After negotiating PD, you then ask what other vendor-specific things the other end supports. If it answers back with the code assigned to VESA, then you proceed to negotiate how the various differential pairs are wired up. There are valid configurations that don't use USB at all, but repurpose the superspeed differential pairs as additional displayport pairs.
Once the host knows what the display supports, the host can configure the high-speed mux and send a displayport hotplug detect event to the SoC. After that its all on the SoC.

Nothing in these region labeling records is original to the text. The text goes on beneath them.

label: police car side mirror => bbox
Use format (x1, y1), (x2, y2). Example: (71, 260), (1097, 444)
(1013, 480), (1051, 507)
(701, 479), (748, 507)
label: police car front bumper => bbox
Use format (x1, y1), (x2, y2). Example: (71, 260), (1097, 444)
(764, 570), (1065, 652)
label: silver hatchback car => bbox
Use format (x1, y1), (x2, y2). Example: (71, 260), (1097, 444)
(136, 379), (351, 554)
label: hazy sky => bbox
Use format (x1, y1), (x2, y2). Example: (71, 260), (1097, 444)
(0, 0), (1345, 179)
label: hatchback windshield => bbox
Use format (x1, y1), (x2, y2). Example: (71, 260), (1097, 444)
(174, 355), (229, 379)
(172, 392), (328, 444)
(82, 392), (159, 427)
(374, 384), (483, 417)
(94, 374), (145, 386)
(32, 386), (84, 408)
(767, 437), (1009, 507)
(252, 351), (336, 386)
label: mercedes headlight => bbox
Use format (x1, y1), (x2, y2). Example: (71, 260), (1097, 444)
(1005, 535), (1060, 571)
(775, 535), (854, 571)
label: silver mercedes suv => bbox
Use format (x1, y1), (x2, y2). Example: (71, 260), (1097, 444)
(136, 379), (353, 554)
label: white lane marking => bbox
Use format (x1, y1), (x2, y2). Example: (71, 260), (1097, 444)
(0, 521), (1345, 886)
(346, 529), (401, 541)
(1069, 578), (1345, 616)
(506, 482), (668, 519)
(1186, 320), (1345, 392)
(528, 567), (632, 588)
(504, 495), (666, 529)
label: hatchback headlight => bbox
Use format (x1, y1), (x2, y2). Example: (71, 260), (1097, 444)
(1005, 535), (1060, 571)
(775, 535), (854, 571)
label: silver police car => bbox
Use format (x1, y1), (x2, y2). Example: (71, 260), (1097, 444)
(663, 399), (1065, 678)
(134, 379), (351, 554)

In principle, you could use an existing realtime unit on the SoC to do all of this, assuming that it was electrically capable of the whole shebang. In practice, I don't know that any SoC's do it yet - all of those steps are performed by either the TCPC or an embedded controller attached to the TCPC. That's likely to change eventually, though.
And I had not realized you needed PD capabilities to support alternate mode. However, the protocol itself doesn't seem that complicated to manage with a microcontroller and a few discreet transistors, right?
I can easily see it become more common in the future, and hopefully the open source silicon ecosystem (spearheaded by RISC-V) will make the necessary IP ubiquitous.
The remaining issue I can see is with the high-speed muxes, though if the raspberry is already capable of HDMI, I am not sure why the SoC couldn't handle those directly as well (though if they need to support 20V I can see it being difficult to do without external components).
The protocol is described in detail in the USB-PD spec under the physical layer chapter. Its a 300 kHz biphase mark coding scheme with lots of slop available in the timing. Looks like it was designed for low-end power supplies that considered USB 1.1 to be too expensive. The PD protocol isn't horribly broken or anything. But personally, I would have preferred to see all of it managed over the classic USB D+/D- lines as a separate device profile.
The basic set of microcontroller serial peripherals (UART, SPI, I2C, etc) aren't going to handle it well, though. Maybe you could finagle a SPI device into sampling the lines, and then figure out what the bits were in software, kindof like an oversampling UART? Maybe? Or you could bit-bang via GPIOs? Not the kind of project I would be interested in. For open source work, a small FPGA would be a much better choice to work with. Its not particularly complex logic... but doing it in software is going to be very inefficient.